Students play catchup on credit, course requirements

Students play catchup on credit, course requirements

July 08, 2002|by CAILIN MCGOUGH

When school lets out, summer school is in for a number of area students who go to catch up on course requirements or gain credit to get ahead.

In Washington County, some students attend as a requirement for promotion to the next grade level, but others come to get extra help with reading, writing and math, Executive Director of Secondary Education Boyd Michael III said.

Michael said 269 students are enrolled in high school summer school classes and 625 students are enrolled in middle school classes, which are held for 19 days.


"We've selected curriculum designed around a short program," Michael said. "It's designed to have a significant impact in a short amount of time."

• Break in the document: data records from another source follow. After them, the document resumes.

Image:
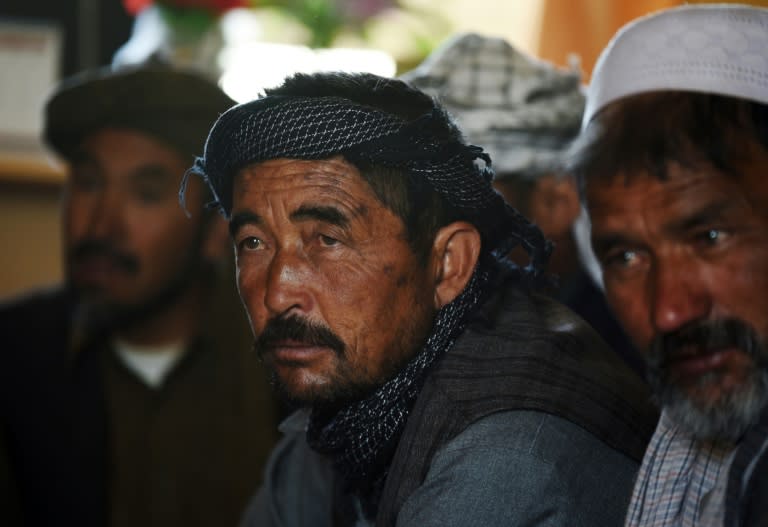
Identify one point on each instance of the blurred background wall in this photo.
(80, 34)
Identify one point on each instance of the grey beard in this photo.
(724, 420)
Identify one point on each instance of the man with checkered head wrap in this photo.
(436, 387)
(672, 165)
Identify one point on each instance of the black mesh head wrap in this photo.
(301, 127)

More than 700 second-grade students are also targeted in an effort to improve reading and writing, said Executive Director of Elementary Education JoEtta Palkovitz-Brown.

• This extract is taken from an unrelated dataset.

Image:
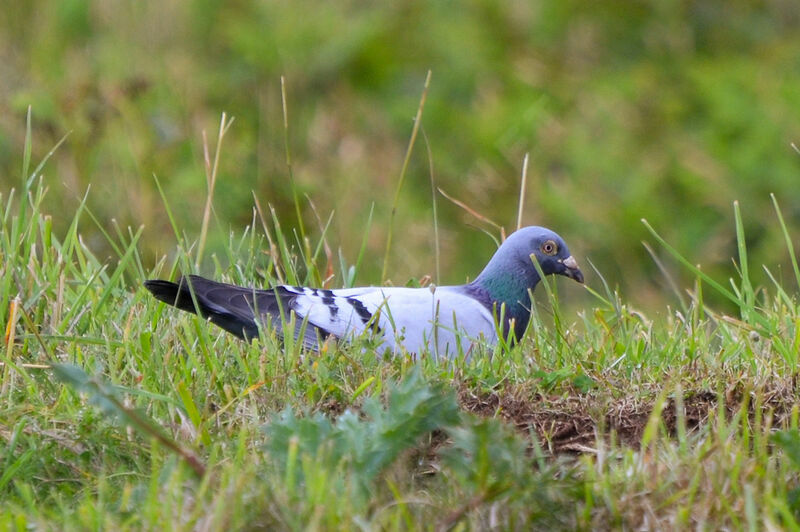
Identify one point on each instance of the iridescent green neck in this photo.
(508, 286)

"It's important to make sure they have the opportunity to be supported in an extended year program so they'll be able to meet the challenges of reading more independently at the third-grade level," Brown said.

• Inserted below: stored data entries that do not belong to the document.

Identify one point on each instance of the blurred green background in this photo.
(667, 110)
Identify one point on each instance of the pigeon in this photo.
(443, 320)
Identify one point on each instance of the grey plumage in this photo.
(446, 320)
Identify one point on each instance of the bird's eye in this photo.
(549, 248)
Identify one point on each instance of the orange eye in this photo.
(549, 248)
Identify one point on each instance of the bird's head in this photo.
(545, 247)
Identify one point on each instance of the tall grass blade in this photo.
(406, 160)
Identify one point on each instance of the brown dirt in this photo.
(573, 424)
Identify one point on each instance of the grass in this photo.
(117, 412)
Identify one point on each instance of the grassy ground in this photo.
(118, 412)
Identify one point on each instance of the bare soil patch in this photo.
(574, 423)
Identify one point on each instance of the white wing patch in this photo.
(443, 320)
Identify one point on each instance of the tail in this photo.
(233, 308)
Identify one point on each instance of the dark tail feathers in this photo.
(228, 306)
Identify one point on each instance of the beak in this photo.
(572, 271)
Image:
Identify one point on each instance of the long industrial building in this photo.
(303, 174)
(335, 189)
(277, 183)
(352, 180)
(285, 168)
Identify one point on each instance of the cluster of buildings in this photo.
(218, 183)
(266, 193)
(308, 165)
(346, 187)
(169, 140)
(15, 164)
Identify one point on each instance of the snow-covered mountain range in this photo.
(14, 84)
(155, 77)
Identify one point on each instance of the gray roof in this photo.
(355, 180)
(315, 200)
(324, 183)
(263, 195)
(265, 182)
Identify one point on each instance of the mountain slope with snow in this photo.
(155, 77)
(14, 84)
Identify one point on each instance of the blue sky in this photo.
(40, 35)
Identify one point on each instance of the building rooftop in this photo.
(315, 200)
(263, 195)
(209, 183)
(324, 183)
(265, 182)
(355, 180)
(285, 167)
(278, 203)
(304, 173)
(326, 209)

The Chambersburg School District offers music and driver's education classes, but does not provide remedial courses, Dr. Eric Michael, assistant superintendent for curriculum and instruction, said.

"In the past we used to have a full-blown summer school program, but we found it very difficult to support that," Michael said. "The number of students wanting to take that kept dwindling and dwindling."

Instead, students may enroll in Keystone National High School for a six-week correspondence program that allows them to raise a grade in a course from an F to a D.

In Jefferson County, W.Va., about 184 students in grades 7 through 12 will take summer school classes in science, English, mathematics and social studies as well as "a few classes for students to get ahead of the game," said Associate Superintendent Beverly Hughes.

A weeklong camp for severely handicapped children and a summer program for children requiring an extended school year will be held, as well as Energy Express, a community program for elementary school students run by AmeriCorps volunteers, Hughes said.

Middle school students in Berkeley Co., W.Va., who are in danger of being retained attend a six-week remediation program focusing on mathematics and language arts skills, said Ron Stephens, principal in charge of summer school for Berkeley County.

Almost 500 high school students are registered for summer courses, which run through July 30.

PLATO, a new computer-based training program students use to work for credit in a number of classes, lets the school offer additional classes, Stephens said.

"We're able to use it for some courses that we didn't have enough students sign up for and couldn't hire a teacher for," Stephens said.

An extended learning program attended by 600 elementary students will provide more time for them to grasp concepts, said Chris Edwards, director of federal programs for Berkeley County schools.

"We tell parents to send their kids in play clothes," she said. "We try to do a lot of hands-on learning as opposed to desks and textbooks."